You are viewing a plain text version of this content. The canonical link for it is here.
Posted to dev@commonsrdf.apache.org by Stian Soiland-Reyes <st...@apache.org> on 2016/06/02 13:24:04 UTC

Re: [apache/incubator-commonsrdf] TripleOrQuad -> TripleLike, GraphLike (bc639bb)

On 2 June 2016 at 12:22, Andy Seaborne <no...@github.com> wrote:
> I appreciate the attempt to support generalized RDF.

Great! :-)  I thought it was too ambitious..

So what do you think about having the generalized TripleLike using
RDFTerm as base in its generics, or should it be super-generic?


E.g. in my proposal you would need to add make a SPARQLVariable as a
subclass of RDFTerm to have a TripleLike representation of

    ?x rdfs:label "fred" .

..but by enforcing RDFTerm you couldn't do say a
TripleLike<java.util.UUID, java.util.URI, java.lang.String> - which I
know was also discussed, but which perhaps limits the usefulness of
anyone consuming TripleLike instances. (However they can still plug it
to a compatible GraphLike instance)



> How do these interfaces avoid the problems of Quad extends Triple?


Yes, QuadImpl could still theoretically extend TripleImpl, just like
it could still theoretically extend LiteralImpl - both which would
give incompatible .equals() and .hashCode() semantics. So you would be
breaking the textual contract even if it compiles.

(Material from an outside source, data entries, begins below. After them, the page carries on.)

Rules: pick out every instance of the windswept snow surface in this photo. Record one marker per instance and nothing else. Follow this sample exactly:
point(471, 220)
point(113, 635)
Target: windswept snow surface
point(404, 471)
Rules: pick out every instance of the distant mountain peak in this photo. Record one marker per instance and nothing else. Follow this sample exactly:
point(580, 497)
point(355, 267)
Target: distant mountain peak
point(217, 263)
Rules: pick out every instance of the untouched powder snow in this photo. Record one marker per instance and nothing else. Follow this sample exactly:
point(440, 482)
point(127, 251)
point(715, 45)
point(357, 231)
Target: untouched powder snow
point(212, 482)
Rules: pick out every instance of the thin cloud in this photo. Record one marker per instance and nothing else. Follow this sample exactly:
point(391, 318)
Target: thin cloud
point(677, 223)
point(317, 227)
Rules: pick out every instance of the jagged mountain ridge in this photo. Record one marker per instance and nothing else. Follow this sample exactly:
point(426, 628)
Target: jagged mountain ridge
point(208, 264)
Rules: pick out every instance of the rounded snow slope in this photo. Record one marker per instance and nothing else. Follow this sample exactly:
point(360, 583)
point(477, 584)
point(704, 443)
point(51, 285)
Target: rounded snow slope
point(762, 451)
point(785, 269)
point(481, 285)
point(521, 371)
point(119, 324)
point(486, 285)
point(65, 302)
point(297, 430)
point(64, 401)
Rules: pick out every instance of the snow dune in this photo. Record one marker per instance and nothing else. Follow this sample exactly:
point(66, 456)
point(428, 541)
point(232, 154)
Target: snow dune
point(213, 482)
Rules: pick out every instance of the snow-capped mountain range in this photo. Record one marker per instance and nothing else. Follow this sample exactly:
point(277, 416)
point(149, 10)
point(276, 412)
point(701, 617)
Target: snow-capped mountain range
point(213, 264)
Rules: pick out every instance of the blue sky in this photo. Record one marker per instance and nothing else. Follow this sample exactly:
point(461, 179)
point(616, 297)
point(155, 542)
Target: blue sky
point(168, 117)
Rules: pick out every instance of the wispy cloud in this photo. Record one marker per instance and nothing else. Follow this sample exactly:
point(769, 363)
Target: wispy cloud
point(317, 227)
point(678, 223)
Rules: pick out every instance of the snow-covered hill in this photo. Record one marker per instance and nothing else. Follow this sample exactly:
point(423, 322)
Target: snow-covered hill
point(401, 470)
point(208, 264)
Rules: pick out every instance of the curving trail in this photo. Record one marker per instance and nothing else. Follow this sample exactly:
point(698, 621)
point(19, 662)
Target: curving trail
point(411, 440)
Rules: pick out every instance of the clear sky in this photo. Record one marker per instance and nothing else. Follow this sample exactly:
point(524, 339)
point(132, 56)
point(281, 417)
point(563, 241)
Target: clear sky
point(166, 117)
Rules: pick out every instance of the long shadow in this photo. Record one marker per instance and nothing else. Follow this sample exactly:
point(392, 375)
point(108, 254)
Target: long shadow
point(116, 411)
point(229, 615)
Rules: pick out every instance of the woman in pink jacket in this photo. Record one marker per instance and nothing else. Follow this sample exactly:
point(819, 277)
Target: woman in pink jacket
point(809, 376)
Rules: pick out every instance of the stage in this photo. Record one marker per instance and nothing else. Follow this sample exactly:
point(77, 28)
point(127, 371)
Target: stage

Do you think we should explicitly allow a QuadImpl to implement both
Quad and Triple? In which case we must modify the .equals() for both
to consider that.


I think we can agree that these quads differ:

  <g1> { <s> <p> <o> .   }

  <g2> { <s> <p> <o> .  }

(And blank node-identified graphs should compared using the existing
BlankNode.equals() semantics - perhaps let's not get into that now!)


And that these quads in the default graph are equal:

  { <s> <p> <o> . }

  { <s> <p> <o> . }


But the question is if this Quad:

  { <s> <p> <o> . }

is equal to this Triple:

  <s> <p> <o> .


or even broader, if this Triple:

  <s> <p> <o> .

is equal to this quad:

  <g1> { <s> <p> <o> .   }


The last case is the difficult one, as that gives you hierarchical
equivalence where both the g1 and g2 quad could be equal to the
triple, but they are not equal to each-other.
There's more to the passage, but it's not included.